Lenovo will be paying the $2.91 billion purchase price with $1.41 billion paid at close, comprised of $660 million in cash and $750 million in Lenovo ordinary shares. The remaining $1.5 billion will be paid in the form of a three-year promise.
“Lenovo has the expertise and track record to scale Motorola Mobility into a major player within the Android ecosystem," said Larry Page, CEO, Google. "This move will enable Google to devote our energy to driving innovation across the Android ecosystem, for the benefit of smartphone users everywhere.”
“As part of Lenovo, Motorola Mobility will have a rapid path to achieving our goal of reaching the next 100 million people with the mobile internet," said Dennis Woodside, Motorola Mobility CEO. "With the recent launches of Moto X and Moto G, we have tremendous momentum right now and Lenovo’s hardware expertise and global reach will only help to accelerate this.”
It's a big deal, considering Google purchased Motorola Mobility for $12.5 billion in August 2011. Even though Motorola shipped the Moto X and Moto G under Google, the handset arm lost money for the company.
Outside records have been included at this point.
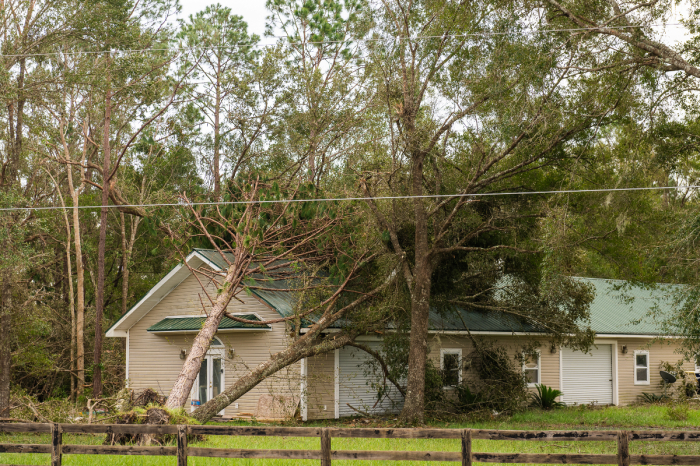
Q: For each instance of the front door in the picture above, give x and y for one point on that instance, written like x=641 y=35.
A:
x=210 y=380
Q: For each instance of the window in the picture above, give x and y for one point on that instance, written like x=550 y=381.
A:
x=531 y=368
x=641 y=367
x=451 y=365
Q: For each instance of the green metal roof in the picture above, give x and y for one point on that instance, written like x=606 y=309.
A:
x=281 y=301
x=618 y=307
x=184 y=324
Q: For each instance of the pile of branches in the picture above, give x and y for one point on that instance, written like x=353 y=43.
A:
x=147 y=408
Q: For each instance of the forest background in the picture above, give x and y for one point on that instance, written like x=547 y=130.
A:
x=112 y=103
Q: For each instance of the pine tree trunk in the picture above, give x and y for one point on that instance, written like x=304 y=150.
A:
x=217 y=142
x=80 y=281
x=414 y=406
x=5 y=349
x=102 y=244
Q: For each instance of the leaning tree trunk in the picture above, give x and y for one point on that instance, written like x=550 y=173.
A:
x=302 y=348
x=185 y=380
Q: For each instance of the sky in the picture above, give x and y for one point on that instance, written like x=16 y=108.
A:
x=253 y=11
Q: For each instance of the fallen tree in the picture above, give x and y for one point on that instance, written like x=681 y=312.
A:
x=315 y=248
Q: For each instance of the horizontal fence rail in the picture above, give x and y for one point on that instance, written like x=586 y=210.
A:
x=326 y=455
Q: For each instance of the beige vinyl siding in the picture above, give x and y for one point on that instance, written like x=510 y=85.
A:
x=549 y=362
x=154 y=359
x=658 y=352
x=320 y=377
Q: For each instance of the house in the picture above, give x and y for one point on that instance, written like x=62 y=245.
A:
x=159 y=329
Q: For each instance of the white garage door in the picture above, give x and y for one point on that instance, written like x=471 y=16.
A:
x=587 y=377
x=356 y=385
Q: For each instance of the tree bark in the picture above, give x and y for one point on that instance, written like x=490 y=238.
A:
x=17 y=143
x=414 y=405
x=217 y=136
x=183 y=385
x=5 y=349
x=102 y=244
x=80 y=281
x=292 y=354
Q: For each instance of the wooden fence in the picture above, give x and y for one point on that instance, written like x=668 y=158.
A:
x=182 y=451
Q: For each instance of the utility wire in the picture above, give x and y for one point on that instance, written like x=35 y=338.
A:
x=248 y=44
x=341 y=199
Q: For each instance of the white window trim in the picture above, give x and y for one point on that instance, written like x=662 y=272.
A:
x=539 y=368
x=458 y=352
x=634 y=365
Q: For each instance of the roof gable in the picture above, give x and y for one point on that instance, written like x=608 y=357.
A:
x=280 y=301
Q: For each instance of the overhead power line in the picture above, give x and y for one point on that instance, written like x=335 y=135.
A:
x=343 y=199
x=379 y=39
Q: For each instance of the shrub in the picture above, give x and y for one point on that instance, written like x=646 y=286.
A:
x=678 y=411
x=499 y=381
x=653 y=398
x=546 y=397
x=467 y=400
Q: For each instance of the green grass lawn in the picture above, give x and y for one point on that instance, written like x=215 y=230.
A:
x=630 y=418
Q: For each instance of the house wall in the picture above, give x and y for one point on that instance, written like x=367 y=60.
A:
x=658 y=352
x=628 y=392
x=320 y=390
x=154 y=359
x=549 y=362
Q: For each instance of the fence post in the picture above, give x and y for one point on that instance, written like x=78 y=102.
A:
x=467 y=447
x=623 y=448
x=325 y=447
x=56 y=441
x=182 y=445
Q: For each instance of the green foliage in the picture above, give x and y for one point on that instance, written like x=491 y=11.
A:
x=467 y=400
x=678 y=411
x=653 y=398
x=546 y=397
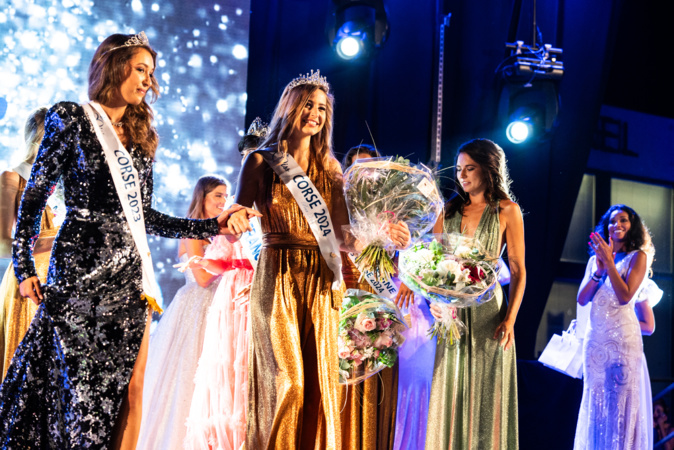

Last quarter it reported a $248 million loss, less than -21 per cent of Motorola Mobile segment revenues, and in the year ago quarter showed a $192 million loss.
In a conference call Wednesday afternoon, Yuanqing said Lenovo would bring Motorola Mobility to profitability and will challenge global smartphone leaders over the next few years. The company saw it as a logical purchase because of Motorola's positioning in North America and Latin America, which will help the China-based Lenovo quickly grow its smartphone business.
Lenovo said the Motorola brand would be used in North America, Latin America and Europe, and the Lenovo brand will be used in China and emerging markets. Lenovo wouldn't say for sure if the majority of Motorola manufacturing would stay in the US, and said it would look at what's most effective. Lenovo wants eventually to sell 100 million smartphones a year, Yuanqing said.
Following the deal's announcement, Google's stock rose more than 2 per cent in extended trading Wednesday afternoon.
Google will be holding its quarterly earnings call Thursday afternoon, where we suspect we'll hear plenty more about Google's reasoning behind selling.